We have Weblogic application server. Whenever a web browser sent a request, as part of tunnel creation process, it will send a list of preferred cipher suites.
Questions:
How do I know which is the cipher suite or default cipher selected by WL server? I know I can use Fiddler to get that details; also I can right click on the browser HTTPS lock icon and get it. But I want to know from Weblogic server's end that which Cipher suit was selected, is it defined in some Weblogic environment
.sh
file?.Is there any way to change Cipher priority in Weblogic? I did some research and could find -
Dweblogic.security.SSL.Ciphersuites=TLS_RSA_WITH_AES_256_CBC_SHA256"
.What happens if I configure Weblogic to use above mentioned Cipher, and this is not present in the cipher suit list sent by browser? My thought is that tunnel establishment will fail and some error like connection refused or failed will be shown to client/browser.
I would be much obliged if these answers can also be provided from Apache's perspective.
I think I can shed some light on some of the questions
Weblogic uses a default Cipher suite based on the type of Security you are using(JSSE or not) and this varies from version to version. For example 10.3.0 will use a completely different suite than that of 10.3.6. You would need to look that up based on your version. To see that, please try enabling SSL debug on the console and it should tell you the details of every connection.

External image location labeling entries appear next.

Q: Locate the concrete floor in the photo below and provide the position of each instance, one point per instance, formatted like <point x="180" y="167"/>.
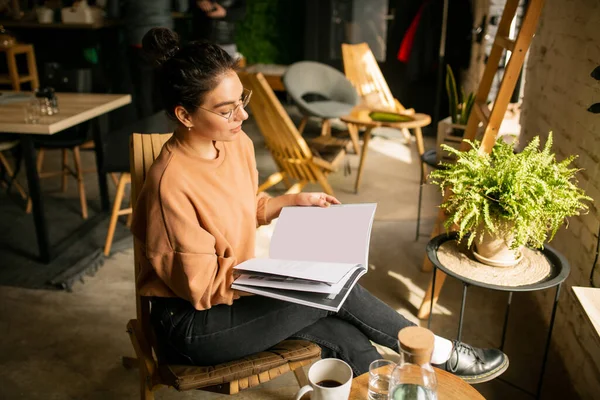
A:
<point x="59" y="345"/>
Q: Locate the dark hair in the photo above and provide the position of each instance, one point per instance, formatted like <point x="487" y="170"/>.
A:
<point x="185" y="73"/>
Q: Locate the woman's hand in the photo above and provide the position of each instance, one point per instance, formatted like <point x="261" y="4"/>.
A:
<point x="315" y="199"/>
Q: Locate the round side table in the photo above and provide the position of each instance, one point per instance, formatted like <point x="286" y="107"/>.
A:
<point x="559" y="271"/>
<point x="359" y="117"/>
<point x="450" y="387"/>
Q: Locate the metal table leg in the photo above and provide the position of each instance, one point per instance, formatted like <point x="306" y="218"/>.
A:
<point x="419" y="207"/>
<point x="99" y="127"/>
<point x="506" y="320"/>
<point x="462" y="310"/>
<point x="33" y="183"/>
<point x="432" y="295"/>
<point x="548" y="340"/>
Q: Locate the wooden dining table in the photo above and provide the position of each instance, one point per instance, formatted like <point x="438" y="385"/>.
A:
<point x="75" y="108"/>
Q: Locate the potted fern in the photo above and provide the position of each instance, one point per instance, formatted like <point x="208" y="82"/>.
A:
<point x="451" y="129"/>
<point x="505" y="200"/>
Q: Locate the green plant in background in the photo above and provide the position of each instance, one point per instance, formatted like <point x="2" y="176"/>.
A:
<point x="459" y="108"/>
<point x="527" y="194"/>
<point x="271" y="32"/>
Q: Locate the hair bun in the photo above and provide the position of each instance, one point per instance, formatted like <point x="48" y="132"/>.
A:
<point x="160" y="44"/>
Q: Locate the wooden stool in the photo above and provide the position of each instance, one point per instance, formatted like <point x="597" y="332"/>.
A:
<point x="14" y="78"/>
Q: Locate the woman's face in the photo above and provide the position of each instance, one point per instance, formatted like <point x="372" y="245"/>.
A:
<point x="210" y="119"/>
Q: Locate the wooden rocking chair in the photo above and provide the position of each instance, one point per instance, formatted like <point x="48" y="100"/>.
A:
<point x="230" y="377"/>
<point x="295" y="158"/>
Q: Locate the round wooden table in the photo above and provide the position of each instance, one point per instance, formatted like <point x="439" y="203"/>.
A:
<point x="450" y="387"/>
<point x="359" y="117"/>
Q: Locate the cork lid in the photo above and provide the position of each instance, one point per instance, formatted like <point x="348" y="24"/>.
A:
<point x="418" y="342"/>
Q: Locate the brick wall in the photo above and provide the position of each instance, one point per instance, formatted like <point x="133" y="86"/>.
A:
<point x="558" y="91"/>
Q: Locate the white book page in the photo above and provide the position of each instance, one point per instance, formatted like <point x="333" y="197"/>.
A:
<point x="288" y="283"/>
<point x="317" y="271"/>
<point x="337" y="234"/>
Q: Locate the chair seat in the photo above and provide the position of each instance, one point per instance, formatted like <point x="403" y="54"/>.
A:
<point x="327" y="108"/>
<point x="185" y="377"/>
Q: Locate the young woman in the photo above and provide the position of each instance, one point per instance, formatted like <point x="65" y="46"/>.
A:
<point x="196" y="217"/>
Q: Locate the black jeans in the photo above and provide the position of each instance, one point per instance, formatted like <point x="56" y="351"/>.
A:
<point x="253" y="324"/>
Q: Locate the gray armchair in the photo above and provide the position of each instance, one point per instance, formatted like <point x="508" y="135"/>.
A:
<point x="319" y="91"/>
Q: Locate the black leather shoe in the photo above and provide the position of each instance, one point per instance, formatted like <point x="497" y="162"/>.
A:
<point x="474" y="365"/>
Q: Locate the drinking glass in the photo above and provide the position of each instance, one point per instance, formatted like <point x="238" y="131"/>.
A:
<point x="32" y="111"/>
<point x="379" y="379"/>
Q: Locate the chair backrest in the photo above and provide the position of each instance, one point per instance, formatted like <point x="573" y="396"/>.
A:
<point x="288" y="148"/>
<point x="361" y="68"/>
<point x="316" y="78"/>
<point x="144" y="148"/>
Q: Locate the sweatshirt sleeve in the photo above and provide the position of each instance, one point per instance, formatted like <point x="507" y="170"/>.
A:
<point x="183" y="253"/>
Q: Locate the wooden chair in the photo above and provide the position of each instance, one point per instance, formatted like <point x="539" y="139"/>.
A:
<point x="295" y="158"/>
<point x="230" y="377"/>
<point x="361" y="68"/>
<point x="14" y="78"/>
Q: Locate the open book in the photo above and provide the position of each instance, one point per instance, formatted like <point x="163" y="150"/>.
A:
<point x="316" y="256"/>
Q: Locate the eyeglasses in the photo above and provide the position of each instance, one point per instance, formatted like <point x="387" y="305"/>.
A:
<point x="245" y="99"/>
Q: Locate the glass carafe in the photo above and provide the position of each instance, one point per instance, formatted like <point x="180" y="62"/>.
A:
<point x="414" y="378"/>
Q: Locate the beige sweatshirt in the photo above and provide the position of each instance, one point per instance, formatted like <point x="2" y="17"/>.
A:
<point x="195" y="219"/>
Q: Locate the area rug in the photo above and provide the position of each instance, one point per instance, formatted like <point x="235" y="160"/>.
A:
<point x="19" y="265"/>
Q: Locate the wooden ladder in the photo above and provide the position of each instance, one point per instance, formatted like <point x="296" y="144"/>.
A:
<point x="490" y="120"/>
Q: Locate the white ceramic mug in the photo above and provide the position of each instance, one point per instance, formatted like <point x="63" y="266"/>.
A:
<point x="328" y="369"/>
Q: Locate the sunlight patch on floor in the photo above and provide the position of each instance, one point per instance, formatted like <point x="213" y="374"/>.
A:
<point x="416" y="294"/>
<point x="391" y="148"/>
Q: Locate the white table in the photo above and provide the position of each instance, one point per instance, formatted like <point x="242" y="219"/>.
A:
<point x="75" y="108"/>
<point x="589" y="299"/>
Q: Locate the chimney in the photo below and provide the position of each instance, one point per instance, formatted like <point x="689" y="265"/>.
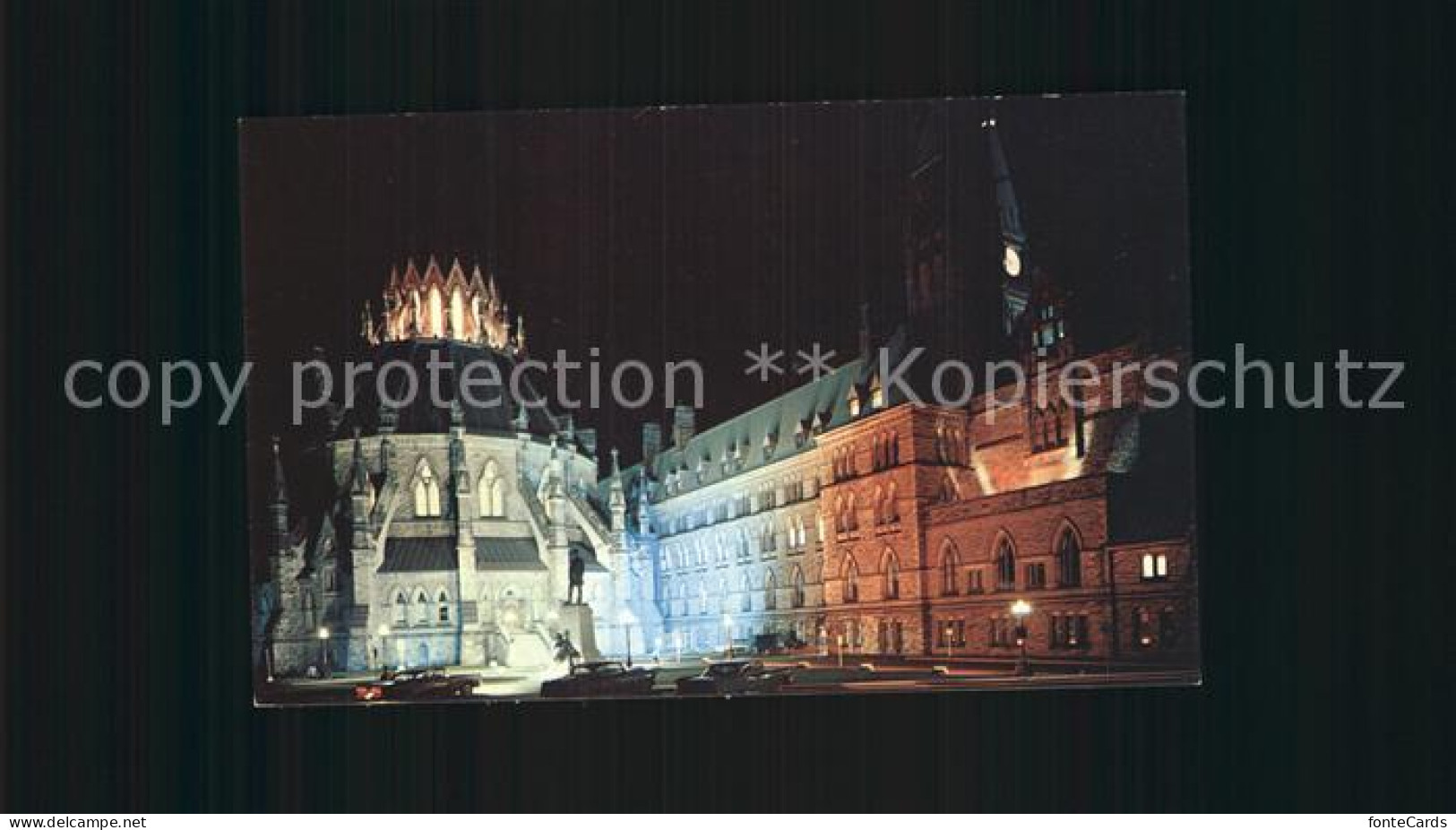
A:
<point x="683" y="426"/>
<point x="651" y="442"/>
<point x="864" y="331"/>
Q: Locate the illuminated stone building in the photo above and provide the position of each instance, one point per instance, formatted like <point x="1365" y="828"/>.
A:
<point x="843" y="517"/>
<point x="838" y="517"/>
<point x="440" y="535"/>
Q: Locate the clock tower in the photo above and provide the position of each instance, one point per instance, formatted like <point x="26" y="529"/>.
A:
<point x="1015" y="267"/>
<point x="1034" y="307"/>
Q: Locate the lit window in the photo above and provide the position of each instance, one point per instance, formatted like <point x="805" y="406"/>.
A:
<point x="1005" y="566"/>
<point x="892" y="577"/>
<point x="493" y="491"/>
<point x="950" y="570"/>
<point x="1155" y="566"/>
<point x="426" y="492"/>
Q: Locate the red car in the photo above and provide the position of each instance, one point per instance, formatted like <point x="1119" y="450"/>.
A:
<point x="414" y="685"/>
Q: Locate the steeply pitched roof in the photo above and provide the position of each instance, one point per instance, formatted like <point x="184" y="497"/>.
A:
<point x="411" y="554"/>
<point x="493" y="410"/>
<point x="495" y="554"/>
<point x="773" y="424"/>
<point x="419" y="554"/>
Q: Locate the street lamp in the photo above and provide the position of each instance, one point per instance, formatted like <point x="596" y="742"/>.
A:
<point x="625" y="618"/>
<point x="323" y="650"/>
<point x="1021" y="609"/>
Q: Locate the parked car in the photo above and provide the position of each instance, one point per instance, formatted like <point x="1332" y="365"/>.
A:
<point x="600" y="679"/>
<point x="415" y="685"/>
<point x="736" y="678"/>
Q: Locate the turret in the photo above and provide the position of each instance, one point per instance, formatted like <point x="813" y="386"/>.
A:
<point x="616" y="497"/>
<point x="279" y="501"/>
<point x="1017" y="280"/>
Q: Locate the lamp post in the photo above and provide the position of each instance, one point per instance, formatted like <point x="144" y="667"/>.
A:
<point x="625" y="618"/>
<point x="1021" y="609"/>
<point x="383" y="645"/>
<point x="323" y="650"/>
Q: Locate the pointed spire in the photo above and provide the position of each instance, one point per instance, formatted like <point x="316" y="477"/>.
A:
<point x="864" y="331"/>
<point x="360" y="469"/>
<point x="1012" y="230"/>
<point x="280" y="489"/>
<point x="1015" y="279"/>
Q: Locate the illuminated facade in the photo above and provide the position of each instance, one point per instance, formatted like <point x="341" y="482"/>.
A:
<point x="842" y="519"/>
<point x="836" y="519"/>
<point x="446" y="532"/>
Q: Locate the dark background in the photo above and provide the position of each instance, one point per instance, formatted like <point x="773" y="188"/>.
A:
<point x="699" y="233"/>
<point x="1321" y="219"/>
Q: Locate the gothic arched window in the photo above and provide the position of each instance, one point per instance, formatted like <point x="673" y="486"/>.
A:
<point x="950" y="570"/>
<point x="1069" y="559"/>
<point x="426" y="491"/>
<point x="892" y="575"/>
<point x="1005" y="566"/>
<point x="850" y="580"/>
<point x="493" y="491"/>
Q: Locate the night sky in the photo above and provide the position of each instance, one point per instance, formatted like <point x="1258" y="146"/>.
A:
<point x="699" y="232"/>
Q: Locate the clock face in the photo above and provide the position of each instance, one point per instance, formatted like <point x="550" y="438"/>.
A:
<point x="1011" y="261"/>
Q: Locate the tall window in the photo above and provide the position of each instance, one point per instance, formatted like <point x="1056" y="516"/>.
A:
<point x="1069" y="559"/>
<point x="1005" y="566"/>
<point x="950" y="570"/>
<point x="1155" y="566"/>
<point x="456" y="314"/>
<point x="310" y="615"/>
<point x="493" y="491"/>
<point x="1037" y="575"/>
<point x="426" y="491"/>
<point x="948" y="491"/>
<point x="435" y="324"/>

I would suggest using apache as a web front end end setting the cipher suite in that. You will see the simplicity in that and as an added bonus, you can set it to @STRENGTH which will try the handshake from the strongest to the weakest algorithm.
So if you setup an apache httpd server in front and force the restrictions there, you will not need to mess with weblogic and will not need to worry to upgrade java and weblogic quarterly when there are security updates or critical updates.
Addition:
Security patching for weblogic does not end with weblogic alone but has to be done with java as well. But for apache, you would not always need to update apache, just the openssl and openssl mod that it depends on. This process makes it very very simple to security patch.
Apache has a bunch of configuration options you could use to limit Ciphers.
SSLProtocol: Lets you manually specify Ciphers or remove them.
SSLCipherSuite: Lets you choose the Cipher Suite you want to allow. Also has the option to let you say +HIGH +MEDIUM +LOW for high-low strength cipher suite as defined by openssl. You can also say @STRENGTH and the client will connect to the server with the strongest cipher-protocol combination that it can perform a handshake with.
The crème de la crème is the logging options available to you for SSL and any other general purpose requirements that you would want to use to troubleshoot.
More on those here:
https://www.openssl.org/docs/manmaster/apps/ciphers.html
http://httpd.apache.org/docs/2.4/ssl/ssl_howto.html
Note: OpenSSL and apache are widely supported and tested by experts and is kind of the unwritten standard to have it(http server) as the internet facing application rather than any java based application.